BB/Bb/bb (blackness) are four spots that can be filled by two times e+ and two times E, both sort-of or heavily can influence the amount of blackness present?
 
I think, like how A and B (wildcolour/Agouti and Black) interact together in rats as main and only colour-carriers; duck have 3 A's. M+, MR and md, that can fill the place of A. And you can still say B; because e+ and E have an heavy impact on the the colour-range a duck will go in. Brown-based or black-based. But unlike rats they can have shades of black ánd brown in them. It's not a case of only brown or only black (and their dilutions, silverness and white spots or having a siamese cat pattern).

AA/Aa/aa are two spots that can be filled with three traits; M+, MR or md.
BB/Bb/bb (blackness) are four spots that can be filled by two times e+ and two times E, both sort-of or heavily can influence the amount of blackness present?

Apologies, I'm not familiar with rat genetics so I don't know how they compare to duck genetics.

As far as black goes in ducks, they either are black or they're not. Two e+ alleles and they're not black. One E allele and they're black, maybe with a little bleed-through of the underlying mallard colors. Two E alleles and they're still black but with no possibility of bleed-through. When a duck has even one E allele, phenotypically it no longer matters what is at the mallard locus, because you're not going to see it.
 
Apologies, I'm not familiar with rat genetics so I don't know how they compare to duck genetics.

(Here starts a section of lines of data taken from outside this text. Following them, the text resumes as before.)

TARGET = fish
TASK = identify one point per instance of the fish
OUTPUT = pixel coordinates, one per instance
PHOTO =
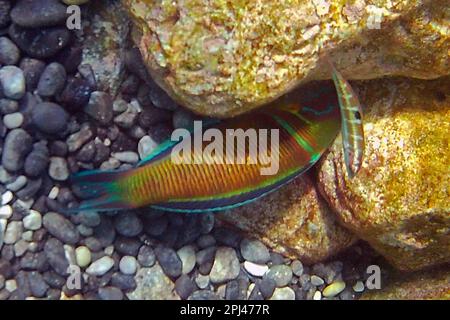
(352, 123)
(307, 124)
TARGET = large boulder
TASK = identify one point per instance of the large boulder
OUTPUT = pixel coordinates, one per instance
(294, 221)
(222, 58)
(399, 201)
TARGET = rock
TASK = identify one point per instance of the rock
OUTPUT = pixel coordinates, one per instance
(12, 80)
(110, 293)
(146, 256)
(13, 120)
(49, 117)
(9, 53)
(294, 220)
(281, 274)
(40, 43)
(101, 266)
(32, 70)
(18, 144)
(128, 224)
(37, 160)
(40, 13)
(153, 284)
(52, 80)
(262, 51)
(226, 266)
(184, 286)
(254, 251)
(61, 228)
(128, 265)
(100, 107)
(54, 251)
(254, 269)
(431, 284)
(13, 232)
(283, 294)
(58, 169)
(83, 256)
(398, 201)
(33, 221)
(333, 289)
(187, 257)
(169, 261)
(104, 42)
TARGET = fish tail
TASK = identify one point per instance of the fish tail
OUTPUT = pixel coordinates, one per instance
(101, 191)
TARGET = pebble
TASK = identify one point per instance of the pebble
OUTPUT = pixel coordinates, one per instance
(40, 43)
(146, 256)
(12, 80)
(226, 266)
(128, 265)
(285, 293)
(6, 212)
(254, 269)
(18, 144)
(254, 251)
(13, 120)
(188, 258)
(146, 146)
(38, 13)
(169, 261)
(184, 286)
(13, 232)
(359, 286)
(100, 107)
(61, 228)
(7, 197)
(317, 281)
(128, 224)
(9, 53)
(317, 295)
(334, 289)
(56, 257)
(52, 80)
(100, 267)
(127, 157)
(281, 274)
(110, 293)
(33, 221)
(202, 281)
(49, 117)
(58, 169)
(83, 256)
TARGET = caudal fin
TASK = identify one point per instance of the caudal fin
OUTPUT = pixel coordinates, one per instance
(100, 189)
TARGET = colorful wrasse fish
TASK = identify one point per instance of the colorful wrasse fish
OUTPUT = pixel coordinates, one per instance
(352, 123)
(306, 129)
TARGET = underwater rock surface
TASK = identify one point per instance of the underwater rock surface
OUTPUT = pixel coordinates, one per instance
(399, 201)
(429, 285)
(294, 221)
(225, 58)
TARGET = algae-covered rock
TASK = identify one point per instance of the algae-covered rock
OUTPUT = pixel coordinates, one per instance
(294, 221)
(399, 201)
(105, 39)
(222, 58)
(429, 285)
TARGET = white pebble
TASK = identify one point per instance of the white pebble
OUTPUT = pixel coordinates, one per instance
(128, 265)
(7, 197)
(5, 212)
(254, 269)
(33, 221)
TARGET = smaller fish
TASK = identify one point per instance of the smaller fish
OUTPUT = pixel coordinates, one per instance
(352, 123)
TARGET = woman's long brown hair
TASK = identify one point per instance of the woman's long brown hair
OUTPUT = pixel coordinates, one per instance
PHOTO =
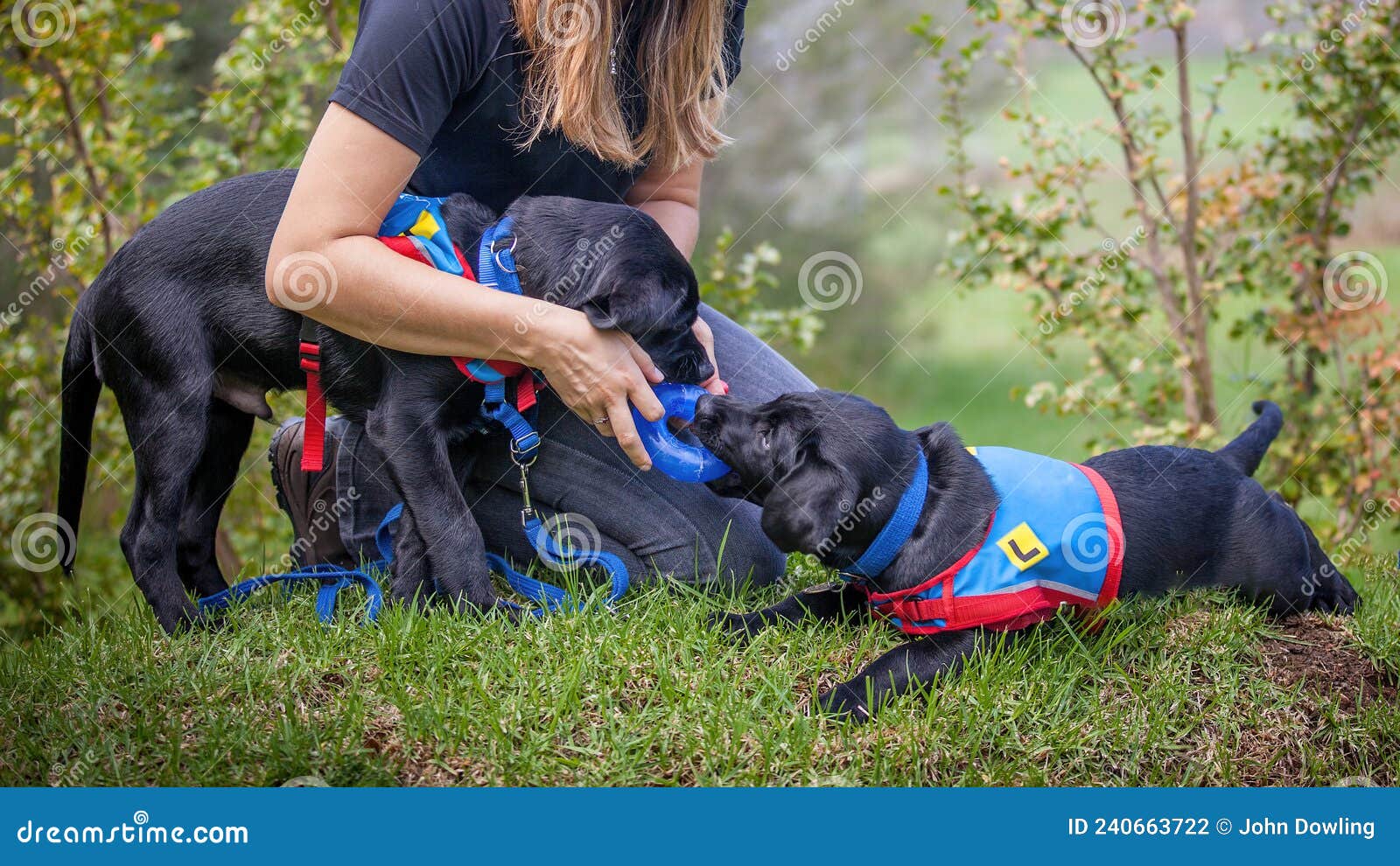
(570, 87)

As far as black goes in ducks, they either are black or they're not. Two e+ alleles and they're not black. One E allele and they're black, maybe with a little bleed-through of the underlying mallard colors. Two E alleles and they're still black but with no possibility of bleed-through. When a duck has even one E allele, phenotypically it no longer matters what is at the mallard locus, because you're not going to see it.

aaaaaaah.

So it is actually reversed.. aaaah.

Rat/rabbit/cat genetics are not that hard. There is only 1 wild colour (brown). Called A. For Agouti. It is dominant, allways. Ducks seems to have 3 wild colours that compete with each other as mallard colours. There is not 1 'wild colour' and thén you start at delutions and patterns and such, you first have to find out which of these three are present, instead of 1.
Black is reccesive in these species to brown. Period. But in ducks it is a dominant gene. ee; not black. Ee; black but possible bleed-through of brown; EE; black erasing everything as being white.

Why don't people being black in ducks not call it EE, Ee, or ee? Since it is a dominant gene? It rules out mallard genes? Are it two seperate genes? And if so; what happens when a duck has e+e+ and Ee? Why does the e+e+ matter? What use is a 'not black' gene if a 'black gene' rules it anyway?
 
You'll have to forget everything you know about genetics in mammals, lol. Even the chromosomes that birds have are different. If you keep trying to compare the genetics to genetics of other species, you're just going to confuse yourself.

It rules out mallard genes?

Yes. If a duck is black, you can't see the mallard genes any more. They're still there, so genotypically they matter, especially for breeding purposes, but phenotypically they don't matter, since you can't see them. Aside from dusky mallard which, as I talked about earlier, can remove the bibbing associated with extended black.

Are it two seperate genes? And if so; what happens when a duck has e+e+ and Ee?

Do you mean are e+ and E two separate genes? Nope, they are not. They are two separate alleles, alternate forms of the same gene. A duck can't be e+e+ and Ee+. There are only two chromosomes, so there are only spots for two alleles at each gene locus. So the duck can be either e+e+ or Ee+, in this example. There's no possible way for it to be both.


Why does the e+e+ matter?

Because, unless a duck is e+e+, it can't be mallard patterned. So colors like gray, blue fawn, pastel, snowy, etc, they're all impossible to have unless a duck is e+e+. And again, e+ is just an allele, not a gene of its own.